# Question #5eb19

Aug 17, 2017

Vertex: $\left(- 1 , 0\right)$

Axis of symmetry: $x = - 1$

$x$-intercept: $\left(- 1 , 0\right)$

#### Explanation:

The vertex is $\left(- 1 , 0\right)$. The equation is in vertex form, which looks like

$y = a {\left(x - h\right)}^{2} + k$

where $h$ is the $x$-coordinate of the vertex and $k$ is the $y$-coordinate. The equation above has no $k$ value, so it's just $0$.

The axis of symmetry is $x = - 1$. The axis of symmetry is always the $x$ value of the vertex. You could also find it through the standard form of a parabola that looks like

$A {x}^{2} + B x + C = 0$

by calculating $- \frac{B}{2 A}$.

The $x$-intercept is $\left(- 1 , 0\right)$. You find this by setting $y = 0$ and solving for $x$.
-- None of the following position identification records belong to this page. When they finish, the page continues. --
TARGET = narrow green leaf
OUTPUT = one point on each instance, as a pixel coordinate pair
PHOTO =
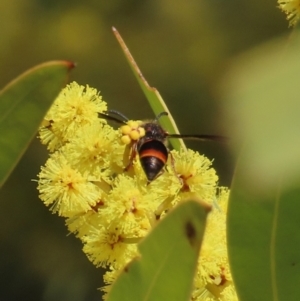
(155, 100)
(23, 103)
(263, 214)
(263, 238)
(168, 259)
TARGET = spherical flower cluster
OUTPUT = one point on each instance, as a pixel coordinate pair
(110, 207)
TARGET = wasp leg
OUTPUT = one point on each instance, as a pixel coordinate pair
(173, 168)
(133, 152)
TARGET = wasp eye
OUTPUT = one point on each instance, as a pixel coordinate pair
(125, 129)
(125, 139)
(132, 131)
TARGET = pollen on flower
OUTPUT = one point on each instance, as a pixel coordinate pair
(104, 246)
(74, 107)
(292, 9)
(67, 190)
(213, 273)
(110, 207)
(196, 174)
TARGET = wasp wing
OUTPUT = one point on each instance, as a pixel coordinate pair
(198, 137)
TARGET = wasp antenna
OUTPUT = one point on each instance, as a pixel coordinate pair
(160, 115)
(108, 117)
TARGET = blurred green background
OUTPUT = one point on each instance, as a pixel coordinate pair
(183, 49)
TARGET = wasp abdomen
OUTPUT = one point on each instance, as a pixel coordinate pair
(153, 157)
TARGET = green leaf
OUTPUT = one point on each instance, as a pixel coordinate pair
(263, 214)
(23, 104)
(168, 260)
(155, 100)
(263, 238)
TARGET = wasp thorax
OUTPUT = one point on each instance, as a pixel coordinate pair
(132, 131)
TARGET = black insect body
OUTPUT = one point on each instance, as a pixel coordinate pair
(152, 147)
(152, 150)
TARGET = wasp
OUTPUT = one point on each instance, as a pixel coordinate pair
(152, 147)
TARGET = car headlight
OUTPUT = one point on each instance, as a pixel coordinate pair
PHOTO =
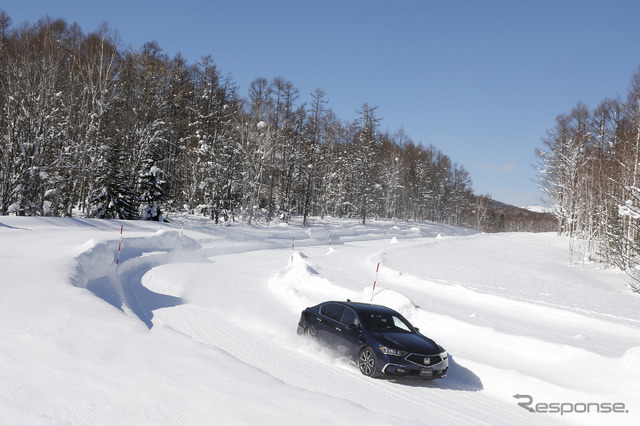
(390, 351)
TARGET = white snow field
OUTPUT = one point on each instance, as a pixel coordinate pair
(198, 327)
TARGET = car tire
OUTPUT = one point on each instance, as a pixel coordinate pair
(311, 332)
(367, 362)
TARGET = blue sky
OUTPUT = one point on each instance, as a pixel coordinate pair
(480, 80)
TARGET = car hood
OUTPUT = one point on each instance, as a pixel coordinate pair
(415, 343)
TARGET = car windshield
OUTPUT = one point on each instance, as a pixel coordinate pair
(385, 323)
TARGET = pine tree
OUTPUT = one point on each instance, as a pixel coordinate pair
(112, 197)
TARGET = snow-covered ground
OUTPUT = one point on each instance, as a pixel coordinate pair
(199, 326)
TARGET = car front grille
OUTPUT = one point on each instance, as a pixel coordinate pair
(425, 360)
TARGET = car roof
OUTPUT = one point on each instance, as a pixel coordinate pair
(363, 307)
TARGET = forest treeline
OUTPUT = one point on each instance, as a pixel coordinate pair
(589, 166)
(127, 134)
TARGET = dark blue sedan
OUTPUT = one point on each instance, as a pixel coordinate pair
(379, 338)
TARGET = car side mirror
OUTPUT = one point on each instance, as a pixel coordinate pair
(353, 327)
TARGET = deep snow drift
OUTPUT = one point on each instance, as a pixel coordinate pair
(199, 326)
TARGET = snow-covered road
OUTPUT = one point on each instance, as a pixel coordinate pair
(200, 328)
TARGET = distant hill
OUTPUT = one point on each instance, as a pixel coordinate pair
(495, 216)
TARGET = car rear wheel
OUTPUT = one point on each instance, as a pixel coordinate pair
(367, 362)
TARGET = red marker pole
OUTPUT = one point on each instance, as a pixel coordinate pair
(374, 282)
(119, 245)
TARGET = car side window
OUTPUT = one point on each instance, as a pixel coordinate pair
(349, 317)
(332, 311)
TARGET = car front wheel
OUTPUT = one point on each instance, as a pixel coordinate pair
(367, 362)
(310, 332)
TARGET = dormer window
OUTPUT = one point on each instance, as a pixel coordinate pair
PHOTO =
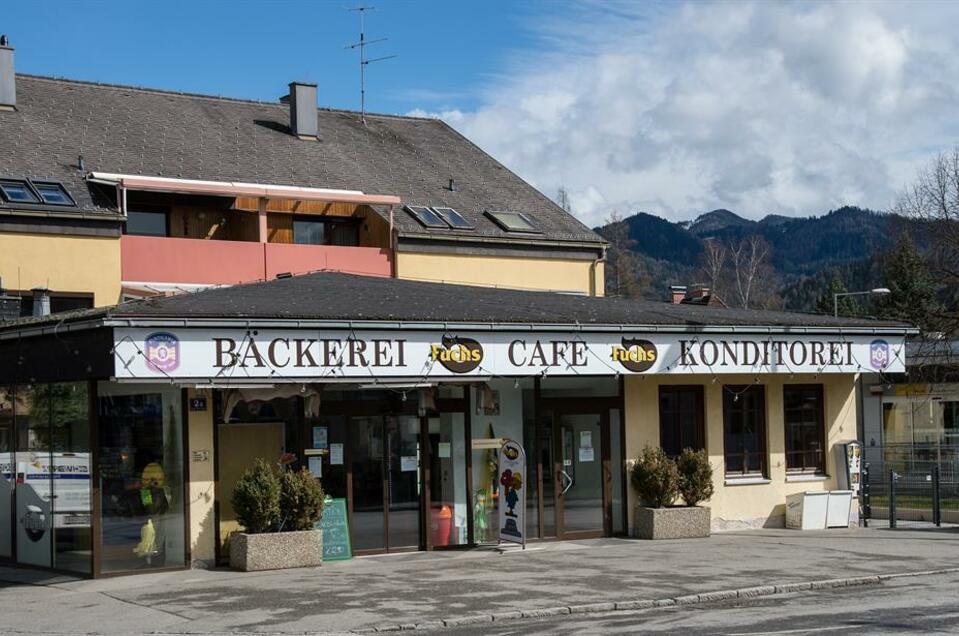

The $x$-intercept is the factors of the quadratic equation getting set equal to $0$. For example, the $x$-intercepts for the quadratic

$\left(x + 4\right) \left(x - 3\right) = 0$

are $\left(- 4 , 0\right)$ and $\left(3 , 0\right)$. You get this by doing

$x + 4 = 0 \text{ }$ and $\text{ } x - 3 = 0$

and solving for $x$. For the equation above, there is only one different factor. That would only give one $x$-intercept. The graph would bounce on the point $\left(- 1 , 0\right)$ due to the even multiplicity.